Pour d’autres, cela est presque un passage de témoin entre des générations. C’est le cas pour Tarik El Gachbour, maire-adjoint à la jeunesse de bientôt 27 ans dans la majorité de la socialiste Maryvonne Boquet à Dourdan. « C’est un vrai partage entre les différentes générations, et c’est même finalement moi qui leur apprends des choses sur ma délégation. Par contre, sur la pratique, c’est eux qui m’apportent leur connaissance. C’est de la transmission de savoir ». En plus de l’aspect de partage, il y a aussi la question du respect qui est « différente » selon Robin Reda. « En étant plus jeune que mes élus, il y a des choses que je ne vais pas forcément me permettre de faire, alors que si j’avais leur âge, je ne me poserais pas la question. Mais au final, tout se passe parfaitement bien entre nous et nous arrivons à mettre ma particularité de côté pour avancer », assure le plus jeune maire de France pour une ville de plus de 10 000 âmes.

Robin Reda

Robin Reda, nouveau maire de Juvisy. (DM/EI)
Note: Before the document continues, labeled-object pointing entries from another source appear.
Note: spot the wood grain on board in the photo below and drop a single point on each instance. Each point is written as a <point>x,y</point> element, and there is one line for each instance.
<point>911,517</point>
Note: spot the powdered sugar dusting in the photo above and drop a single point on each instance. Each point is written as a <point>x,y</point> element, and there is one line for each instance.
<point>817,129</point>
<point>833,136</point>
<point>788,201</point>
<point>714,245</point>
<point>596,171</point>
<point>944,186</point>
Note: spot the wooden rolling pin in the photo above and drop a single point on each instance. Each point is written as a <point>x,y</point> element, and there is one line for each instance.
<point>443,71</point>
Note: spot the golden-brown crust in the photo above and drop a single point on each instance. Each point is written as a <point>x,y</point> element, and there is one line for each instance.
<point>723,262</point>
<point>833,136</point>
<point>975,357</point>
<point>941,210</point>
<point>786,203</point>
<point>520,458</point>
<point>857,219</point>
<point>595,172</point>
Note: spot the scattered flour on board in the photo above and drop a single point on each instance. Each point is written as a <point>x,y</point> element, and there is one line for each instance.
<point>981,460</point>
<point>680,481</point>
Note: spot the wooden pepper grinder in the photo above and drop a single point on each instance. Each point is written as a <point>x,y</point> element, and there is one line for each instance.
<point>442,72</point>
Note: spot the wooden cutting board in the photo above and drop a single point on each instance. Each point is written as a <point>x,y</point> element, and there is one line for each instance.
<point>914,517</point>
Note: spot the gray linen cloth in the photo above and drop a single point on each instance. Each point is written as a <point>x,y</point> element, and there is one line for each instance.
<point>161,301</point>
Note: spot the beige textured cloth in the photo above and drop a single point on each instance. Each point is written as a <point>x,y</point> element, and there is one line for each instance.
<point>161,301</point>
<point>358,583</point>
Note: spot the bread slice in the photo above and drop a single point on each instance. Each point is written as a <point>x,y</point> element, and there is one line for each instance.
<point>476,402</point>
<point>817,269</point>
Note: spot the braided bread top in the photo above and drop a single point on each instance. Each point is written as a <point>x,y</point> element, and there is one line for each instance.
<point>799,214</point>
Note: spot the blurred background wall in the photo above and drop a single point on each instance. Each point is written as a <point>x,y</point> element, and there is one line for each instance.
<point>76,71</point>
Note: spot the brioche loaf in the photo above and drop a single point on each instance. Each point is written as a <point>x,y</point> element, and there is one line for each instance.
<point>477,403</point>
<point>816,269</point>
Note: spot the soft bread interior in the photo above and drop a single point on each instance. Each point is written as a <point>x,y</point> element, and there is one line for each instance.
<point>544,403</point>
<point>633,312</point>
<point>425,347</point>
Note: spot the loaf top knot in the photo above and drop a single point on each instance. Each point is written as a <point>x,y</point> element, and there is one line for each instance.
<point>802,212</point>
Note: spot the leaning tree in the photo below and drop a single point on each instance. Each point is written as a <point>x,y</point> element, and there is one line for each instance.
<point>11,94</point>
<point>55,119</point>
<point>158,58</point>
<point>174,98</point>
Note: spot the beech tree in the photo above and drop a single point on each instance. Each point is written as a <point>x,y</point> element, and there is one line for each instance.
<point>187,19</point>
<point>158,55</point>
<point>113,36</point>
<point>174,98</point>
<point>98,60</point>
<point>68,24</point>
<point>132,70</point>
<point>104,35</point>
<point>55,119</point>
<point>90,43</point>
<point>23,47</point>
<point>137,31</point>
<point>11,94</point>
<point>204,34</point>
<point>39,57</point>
Donner l’envie de s’engager

Malgré le fait que les jeunes soient présents en nombres dans les conseils municipaux, ils restent toutefois minoritaires dans le milieu de la politique. « Quand on est jeune en politique, ça finit par se savoir rapidement, plaisante Robin Reda. Même si les élections municipales sont les plus suivies par les 18–35 ans ».
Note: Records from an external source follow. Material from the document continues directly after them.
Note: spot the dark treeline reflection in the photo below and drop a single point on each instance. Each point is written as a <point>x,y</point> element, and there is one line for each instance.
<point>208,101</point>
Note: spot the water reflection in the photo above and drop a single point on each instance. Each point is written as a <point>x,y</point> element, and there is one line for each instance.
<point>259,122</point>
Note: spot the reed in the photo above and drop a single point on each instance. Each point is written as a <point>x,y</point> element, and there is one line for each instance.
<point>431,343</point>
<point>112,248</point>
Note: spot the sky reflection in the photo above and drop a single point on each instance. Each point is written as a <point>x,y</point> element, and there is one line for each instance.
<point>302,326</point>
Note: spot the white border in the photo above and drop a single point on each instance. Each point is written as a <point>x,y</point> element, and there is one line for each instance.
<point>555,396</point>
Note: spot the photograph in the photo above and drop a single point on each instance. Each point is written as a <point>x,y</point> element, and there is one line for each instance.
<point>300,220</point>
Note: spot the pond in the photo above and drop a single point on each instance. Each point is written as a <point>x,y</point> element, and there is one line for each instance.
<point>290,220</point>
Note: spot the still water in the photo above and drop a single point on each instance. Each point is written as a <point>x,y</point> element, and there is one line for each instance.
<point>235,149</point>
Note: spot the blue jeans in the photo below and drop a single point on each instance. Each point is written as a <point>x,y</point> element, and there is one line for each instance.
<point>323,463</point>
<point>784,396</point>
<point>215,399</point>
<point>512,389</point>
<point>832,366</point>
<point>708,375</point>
À peine « 3% des maires seraient âgés de moins de 35 ans » rappelle Johann Mittelhausser. Les jeunes souffrent-ils d’un désintérêt pour la politique ? Pour Yacine Amer, des idées reçues sur la politique pourraient circuler. « Aujourd’hui, on fait croire que le monde de la politique est inaccessible, qu’il faut avoir été pistonné pour y rentrer, mais c’est faux. Je pense que de nombreux jeunes pensent cela ». Se définissant comme un fervent défenseur du non-cumul des mandats, il ajoute que « l’espace politique actuel est saturé et que la jeunesse n’a pas la possibilité d’exister dans la sphère politique ». Même constat pour Tarik El Gachbour qui incite les jeunes « à arrêter de se mettre en marge des débats politiques ». Pour Jimmy Mingot (FN), 20 ans, conseiller municipal d’opposition à Athis-Mons, « les jeunes expriment un désaveu de la politique car le système peut paraître complexe  ».

Pour sa part, Johann Mittelhausser avance aussi l’argument de la « révision du système de l’éducation et de l’instruction civique. Rien de tel que la création de conseils municipaux pour les jeunes, souligne l’édile. C’est un premier pas qui permet aux jeunes de mieux appréhender ce qu’est une assemblée délibérative, de travailler ensemble, de gérer un petit budget et d’évoquer des projets et plus largement de s’intéresser à la gérance d’une commune ». L’élu mettra ainsi en application ce concept durant son mandat.

Bref, des pistes sont ainsi lancées pour permettre aux futures générations de s’investir dans ce milieu. Reste maintenant à savoir si la tendance se confirmera pour les prochaines élections départementales dans un an.